Nahezu jeder Backer gibt klare Vorgaben, welche Limits und Formate gespielt werden dürfen. Das ist in der Regel sogar von Vorteil, da Investoren meist über deutlich mehr Daten verfügen und bei der Gameselection das bessere Händchen haben. Manche Stables haben zudem spezielle Rakeback-Deals mit bestimmten Anbietern – in diesem Fall sollte man darauf achten, sich einen Anteil am Rakeback zu sichern.

Für disziplinierte Winning Player klingt Staking auf den ersten Blick oft wenig attraktiv. Schließlich gibt man einen erheblichen Teil seiner Gewinne ab, um in höheren, meist auch härteren Games antreten zu dürfen. Wenn man sich trotzdem dafür entscheidet, sollte professionelles Coaching durch die Topspieler des Stables Teil des Deals sein.

Wer allerdings Probleme mit der Gameselection oder beim Bankroll-Management hat, kann von Staking durchaus profitieren.

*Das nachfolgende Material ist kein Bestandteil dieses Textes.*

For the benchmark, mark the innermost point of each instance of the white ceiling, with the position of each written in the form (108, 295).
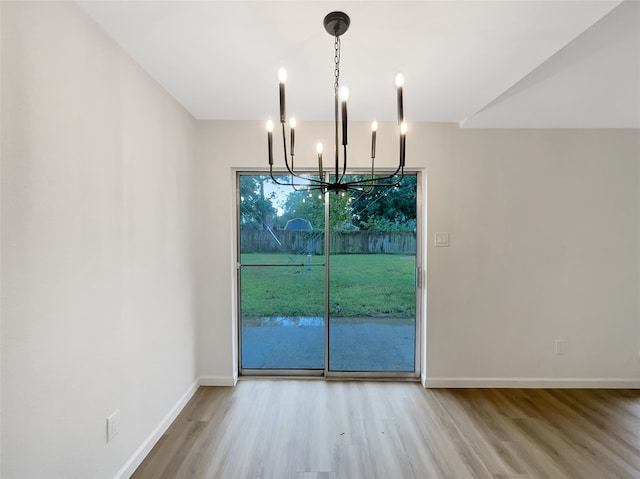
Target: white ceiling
(559, 64)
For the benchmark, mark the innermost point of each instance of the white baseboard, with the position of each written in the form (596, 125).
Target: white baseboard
(218, 380)
(533, 383)
(138, 456)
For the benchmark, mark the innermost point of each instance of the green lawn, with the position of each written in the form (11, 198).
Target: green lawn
(363, 285)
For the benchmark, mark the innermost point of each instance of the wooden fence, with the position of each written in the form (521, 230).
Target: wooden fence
(346, 242)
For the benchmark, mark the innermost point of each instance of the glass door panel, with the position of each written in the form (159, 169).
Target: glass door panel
(372, 286)
(281, 277)
(366, 286)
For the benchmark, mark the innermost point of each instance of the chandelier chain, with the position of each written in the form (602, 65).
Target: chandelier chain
(336, 59)
(336, 24)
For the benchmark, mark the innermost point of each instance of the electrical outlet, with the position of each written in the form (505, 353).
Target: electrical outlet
(113, 425)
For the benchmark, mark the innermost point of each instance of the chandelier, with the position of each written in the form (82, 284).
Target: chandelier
(336, 24)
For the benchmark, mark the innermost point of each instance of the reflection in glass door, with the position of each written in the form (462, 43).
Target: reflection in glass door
(352, 312)
(281, 277)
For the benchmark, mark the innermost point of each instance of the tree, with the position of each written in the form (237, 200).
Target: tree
(256, 208)
(385, 209)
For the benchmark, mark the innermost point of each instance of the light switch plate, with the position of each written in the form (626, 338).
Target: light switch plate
(442, 240)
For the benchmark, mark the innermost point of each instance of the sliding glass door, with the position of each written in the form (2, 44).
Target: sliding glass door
(372, 286)
(281, 278)
(349, 312)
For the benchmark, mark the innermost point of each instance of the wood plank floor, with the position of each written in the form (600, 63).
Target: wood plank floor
(313, 429)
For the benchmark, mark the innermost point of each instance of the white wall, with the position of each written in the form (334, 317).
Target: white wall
(97, 310)
(545, 245)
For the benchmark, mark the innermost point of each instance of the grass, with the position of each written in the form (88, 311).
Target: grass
(362, 285)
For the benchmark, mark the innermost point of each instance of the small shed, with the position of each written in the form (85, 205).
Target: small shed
(298, 224)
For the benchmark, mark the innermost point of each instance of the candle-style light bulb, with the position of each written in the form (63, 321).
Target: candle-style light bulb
(319, 150)
(399, 83)
(292, 125)
(374, 131)
(270, 140)
(403, 139)
(344, 93)
(344, 96)
(282, 77)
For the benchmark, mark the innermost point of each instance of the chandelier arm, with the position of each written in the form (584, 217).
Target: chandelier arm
(376, 180)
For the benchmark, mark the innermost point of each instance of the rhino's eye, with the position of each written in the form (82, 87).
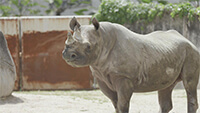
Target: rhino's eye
(88, 47)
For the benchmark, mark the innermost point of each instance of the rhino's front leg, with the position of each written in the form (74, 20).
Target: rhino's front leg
(108, 92)
(124, 93)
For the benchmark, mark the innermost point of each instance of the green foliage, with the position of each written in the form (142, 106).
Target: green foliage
(80, 12)
(24, 7)
(5, 10)
(128, 12)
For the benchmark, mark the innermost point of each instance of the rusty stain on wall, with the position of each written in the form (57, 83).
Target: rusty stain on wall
(43, 66)
(40, 41)
(10, 29)
(13, 45)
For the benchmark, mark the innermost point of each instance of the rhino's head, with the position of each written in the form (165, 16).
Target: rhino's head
(82, 47)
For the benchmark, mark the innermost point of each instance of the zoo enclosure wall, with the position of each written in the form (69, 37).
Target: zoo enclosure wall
(36, 45)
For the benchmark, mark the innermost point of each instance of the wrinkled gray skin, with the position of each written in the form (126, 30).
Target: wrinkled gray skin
(124, 62)
(7, 69)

Manche Spieler blühen unter den klaren Strukturen eines Stables regelrecht auf, andere gehen unter. Vor allem die psychologische Belastung durch „Make-up“ – also aufgelaufene Verluste, die erst abgetragen werden müssen, bevor es Auszahlungen gibt – kann demotivierend wirken. Umgekehrt brauchen manche Spieler genau diesen äußeren Druck, um diszipliniert und motiviert zu bleiben. Wir haben dieses Thema kürzlich in einer Chip-Race-Folge aufgegriffen, in der ich meine Einschätzungen ausführlich dargelegt habe.

Und bevor die Frage kommt: Nein, ich stake mittlerweile keine Spieler mehr.